Crockpot Cook — the full how-to

This is how a dev team crockpot-cooks a diabetic model on OpenDiabetic compute, end to end. It's a slow cooker on purpose: every stage is verified before the next begins. The output is a 5-cap model — flagship-grade or it doesn't get plated. → why 5-cap-only

Worked example throughout: DiabeticAnchor-27B — the inaugural dish on the Diabetic Crockpot Cooks menu (Qwen3.6-27B base · 417,176 deeded clinical rows · 2× RTX PRO 6000 Blackwell).

The pipeline at a glance

clean rig → pull deeded dataset (verify SHA) → recipe → CANARY → flightsheet
   → fire the cook (best-in-class, thermal-managed) → beat-base A/B → ship to the menu

No stage is skipped. A failure at any stage means re-cook (v+1) or kill — never demote.

Step 1 · Clean the rig

We never cook on a dirty rig. Full pre-flight evaluation first — inventory the GPUs, evict any slop, confirm the silicon is healthy and idle. The rigs are senior managing directors; we preserve them.

# inventory — what's loaded, what's running
nvidia-smi --query-compute-apps=pid,process_name,used_memory --format=csv
nvidia-smi --query-gpu=index,name,temperature.gpu,ecc.errors.uncorrected.volatile.total,\
  clocks_throttle_reasons.active --format=csv

# evict idle/competing models, confirm VRAM free + 0 ECC errors, THEN cook

Rule: never run before a full rig evaluation. A contended GPU spills to CPU and silently corrupts your pace and your cook.

Step 2 · Pull a deeded dataset (and verify it yourself)

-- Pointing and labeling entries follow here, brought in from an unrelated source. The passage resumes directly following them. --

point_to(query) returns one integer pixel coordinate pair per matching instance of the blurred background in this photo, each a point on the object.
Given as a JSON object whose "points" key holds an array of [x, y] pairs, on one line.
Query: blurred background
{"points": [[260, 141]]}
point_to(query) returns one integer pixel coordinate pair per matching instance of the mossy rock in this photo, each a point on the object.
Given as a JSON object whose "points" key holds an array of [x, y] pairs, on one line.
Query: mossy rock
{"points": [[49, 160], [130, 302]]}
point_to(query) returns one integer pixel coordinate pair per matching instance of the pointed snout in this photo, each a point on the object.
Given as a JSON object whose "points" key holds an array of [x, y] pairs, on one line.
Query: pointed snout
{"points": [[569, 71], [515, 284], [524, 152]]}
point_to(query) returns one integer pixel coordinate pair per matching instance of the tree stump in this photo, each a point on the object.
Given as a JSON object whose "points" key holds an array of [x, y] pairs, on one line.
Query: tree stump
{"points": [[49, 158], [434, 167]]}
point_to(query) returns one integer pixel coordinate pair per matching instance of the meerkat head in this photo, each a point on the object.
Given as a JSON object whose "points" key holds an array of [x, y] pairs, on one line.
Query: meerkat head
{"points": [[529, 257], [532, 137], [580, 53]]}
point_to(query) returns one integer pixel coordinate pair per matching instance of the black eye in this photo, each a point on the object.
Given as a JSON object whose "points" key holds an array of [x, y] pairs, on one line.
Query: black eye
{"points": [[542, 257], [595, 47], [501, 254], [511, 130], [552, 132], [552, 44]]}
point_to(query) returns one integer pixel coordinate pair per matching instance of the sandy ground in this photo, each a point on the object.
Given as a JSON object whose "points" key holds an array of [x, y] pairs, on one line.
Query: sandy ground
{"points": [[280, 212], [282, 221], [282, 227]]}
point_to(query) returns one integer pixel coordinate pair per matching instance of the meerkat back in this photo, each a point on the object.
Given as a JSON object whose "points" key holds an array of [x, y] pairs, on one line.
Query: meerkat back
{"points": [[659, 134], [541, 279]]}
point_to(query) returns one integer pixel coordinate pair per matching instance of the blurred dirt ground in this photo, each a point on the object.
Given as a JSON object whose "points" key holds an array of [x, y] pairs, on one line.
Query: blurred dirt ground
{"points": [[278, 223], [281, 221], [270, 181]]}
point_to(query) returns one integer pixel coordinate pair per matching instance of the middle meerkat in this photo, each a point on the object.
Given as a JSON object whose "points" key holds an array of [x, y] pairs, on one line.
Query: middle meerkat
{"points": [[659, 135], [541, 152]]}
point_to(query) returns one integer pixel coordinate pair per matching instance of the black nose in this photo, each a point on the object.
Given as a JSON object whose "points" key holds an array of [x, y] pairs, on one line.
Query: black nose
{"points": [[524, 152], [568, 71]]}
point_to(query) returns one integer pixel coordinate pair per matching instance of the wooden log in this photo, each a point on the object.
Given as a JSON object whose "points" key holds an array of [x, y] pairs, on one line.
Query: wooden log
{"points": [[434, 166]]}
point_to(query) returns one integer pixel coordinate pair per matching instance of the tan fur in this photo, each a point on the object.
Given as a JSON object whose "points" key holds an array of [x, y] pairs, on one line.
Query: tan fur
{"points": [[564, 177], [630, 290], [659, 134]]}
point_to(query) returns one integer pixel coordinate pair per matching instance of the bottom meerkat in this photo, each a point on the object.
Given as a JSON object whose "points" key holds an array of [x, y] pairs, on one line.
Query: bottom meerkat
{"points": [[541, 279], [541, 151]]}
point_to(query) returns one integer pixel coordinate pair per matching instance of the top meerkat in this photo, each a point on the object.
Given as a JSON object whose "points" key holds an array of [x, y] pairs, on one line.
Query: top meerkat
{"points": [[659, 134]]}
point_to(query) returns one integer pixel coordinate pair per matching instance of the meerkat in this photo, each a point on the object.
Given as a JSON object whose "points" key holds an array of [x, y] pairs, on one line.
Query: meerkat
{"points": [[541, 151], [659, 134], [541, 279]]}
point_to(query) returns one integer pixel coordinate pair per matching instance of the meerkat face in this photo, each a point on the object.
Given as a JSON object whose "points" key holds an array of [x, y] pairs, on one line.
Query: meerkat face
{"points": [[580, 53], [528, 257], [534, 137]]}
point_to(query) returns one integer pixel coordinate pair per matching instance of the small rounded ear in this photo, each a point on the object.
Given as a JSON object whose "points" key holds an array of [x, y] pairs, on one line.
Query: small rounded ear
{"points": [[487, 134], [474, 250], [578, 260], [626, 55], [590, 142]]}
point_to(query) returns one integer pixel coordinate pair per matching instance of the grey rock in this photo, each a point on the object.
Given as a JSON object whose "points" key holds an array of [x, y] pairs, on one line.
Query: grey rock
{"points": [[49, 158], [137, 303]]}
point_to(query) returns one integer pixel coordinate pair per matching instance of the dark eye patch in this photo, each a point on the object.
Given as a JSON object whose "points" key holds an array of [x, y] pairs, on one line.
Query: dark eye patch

Cooks are only as honest as their corpus. Pull from DiabeticDatasets and verify the SHA-256 against the catalog before you trust a single row. Full walkthrough on the Datasets page. The short version:

# every dataset in catalog.json carries: rows, size, sha256, deed
# download, then verify — crystal-clear means YOU check the file
python3 download_corpus.py          # boto3 → Tigris, SHA-verify each file
# → "sha256 OK  rows=417136 (expected 417136)"  ✓ deeded + verified

Then build your splits — and dedup honestly. On DiabeticAnchor-27B, a content-hash dedup caught that 5 "specialty" sets were a subset of the 417K superset: the claimed 554K was really 417,176 unique. We publish the honest number, never the inflated one. → crystal-clear

Step 3 · The recipe (gold standard)

One canonical recipe, tier-adjusted. LoRA on attention + MLP only (q/k/v/o + gate/up/down) — not the linear-attention/GDN state-mixers (over-engineering the MLP already reaches every layer). Disciplined, proven, not fancy.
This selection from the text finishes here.